# Chapter 3. Dictionaries and Sets
---

## ToC


1. [Set Theory](#set-theory)  
    1.1. [Set Literals](#set-literals)  
    1.2. [Set Comprehensions](#set-comprehensions)  
2. [Practical Consequences of How Sets Work](#practical-consequences-of-how-sets-work)  
    2.1. [Set Operations](#set-operations)
3. [Set Operations on dict Views](#set-operations-on-dict-views)
---

## Set Theory

A set is a collection of unique objects. A basic use case is removing duplication:

In [3]:
l = ['spam', 'spam', 'eggs', 'spam', 'bacon', 'eggs']
set(l)

{'bacon', 'eggs', 'spam'}

In [3]:
list(set(l))

['eggs', 'spam', 'bacon']

![Figure 41](https://raw.githubusercontent.com/berserkhmdvhb/Training-Python/main/figures/Part_I/41.PNG)
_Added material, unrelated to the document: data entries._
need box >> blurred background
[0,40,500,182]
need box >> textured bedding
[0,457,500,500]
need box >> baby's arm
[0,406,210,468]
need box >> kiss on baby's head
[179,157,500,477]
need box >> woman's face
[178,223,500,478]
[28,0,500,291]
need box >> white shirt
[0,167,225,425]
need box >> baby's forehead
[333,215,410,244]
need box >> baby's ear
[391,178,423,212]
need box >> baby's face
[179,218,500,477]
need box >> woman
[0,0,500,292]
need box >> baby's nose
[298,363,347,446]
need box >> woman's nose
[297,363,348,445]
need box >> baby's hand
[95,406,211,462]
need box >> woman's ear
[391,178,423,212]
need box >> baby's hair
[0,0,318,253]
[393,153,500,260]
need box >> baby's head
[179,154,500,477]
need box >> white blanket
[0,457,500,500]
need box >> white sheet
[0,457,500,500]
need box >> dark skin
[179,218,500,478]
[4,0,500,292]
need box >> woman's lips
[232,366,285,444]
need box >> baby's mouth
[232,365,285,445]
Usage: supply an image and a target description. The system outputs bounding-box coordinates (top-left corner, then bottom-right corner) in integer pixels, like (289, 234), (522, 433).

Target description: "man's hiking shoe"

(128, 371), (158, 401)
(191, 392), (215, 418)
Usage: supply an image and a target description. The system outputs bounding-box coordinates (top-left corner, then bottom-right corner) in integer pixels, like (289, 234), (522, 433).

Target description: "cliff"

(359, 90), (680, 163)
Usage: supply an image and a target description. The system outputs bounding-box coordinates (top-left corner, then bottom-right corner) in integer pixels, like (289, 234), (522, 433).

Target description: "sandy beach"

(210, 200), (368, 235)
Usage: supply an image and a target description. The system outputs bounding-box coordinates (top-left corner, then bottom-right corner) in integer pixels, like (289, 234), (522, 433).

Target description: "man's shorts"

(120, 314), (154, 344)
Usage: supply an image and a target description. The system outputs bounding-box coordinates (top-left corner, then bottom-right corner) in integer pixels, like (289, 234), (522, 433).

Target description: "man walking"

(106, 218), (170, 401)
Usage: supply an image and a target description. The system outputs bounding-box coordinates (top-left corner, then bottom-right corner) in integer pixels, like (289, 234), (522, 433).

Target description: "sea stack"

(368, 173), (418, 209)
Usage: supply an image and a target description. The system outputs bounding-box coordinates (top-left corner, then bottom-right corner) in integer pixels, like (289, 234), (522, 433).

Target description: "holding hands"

Set elements must be hashable. The `set` type is not hashable, so you can’t build a `set` with nested `set` instances. But `frozenset` is hashable, so you can have `frozenset` elements inside a `set`.

In [11]:
dict.fromkeys(l)

{'spam': None, 'eggs': None, 'bacon': None}

In [12]:
dict.fromkeys(l).keys()

dict_keys(['spam', 'eggs', 'bacon'])

In [13]:
list(dict.fromkeys(l).keys())

['spam', 'eggs', 'bacon']

#### Set Operations

- `a | b`: union
- `a & b`: intersection
- `a - b`: difference
- `a ^ b`: symmetric difference

#### Methods for finding needle in a haystack

For example, imagine you have a large set of email addresses (the `haystack`) and a
smaller set of addresses (the `needles`) and you need to count how many `needles`
occur in the `haystack`.

In [21]:
# Method 1: Requires both needles and haystack objects to be sets
needles = {1, 2, 3, 4}
haystack = {2, 4, 6, 3, 1, 3, 4}
found = len(needles & haystack)
found

4

In [22]:
# Method 2: Works on any object, but takes longer
found = 0
for n in needles:
    if n in haystack:
        found += 1
found

4

In [23]:
# Method 3: Build sets on the fly
found = len(set(needles) & set(haystack))
found

4

In [None]:
# Method 4: When one object is set, and another isn't
found = len(set(needles).intersection(haystack))
found

4

### Set Literals

![Figure 42](https://raw.githubusercontent.com/berserkhmdvhb/Training-Python/main/figures/Part_I/42.PNG)

In [25]:
s = {1}
type(s)

set

In [26]:
s

{1}

In [27]:
s.pop()

1

In [28]:
s

set()

In [30]:
d = {}
type(d)

dict

Literal set syntax like `{1, 2, 3}` is both faster and more readable than calling the
constructor (e.g., `set([1, 2, 3])`). The latter form is slower because, to evaluate it,
Python has to look up the set name to fetch the constructor, then build a list, and
finally pass it to the constructor. In contrast, to process a literal like `{1, 2, 3}`,
Python runs a specialized `BUILD_SET` bytecode.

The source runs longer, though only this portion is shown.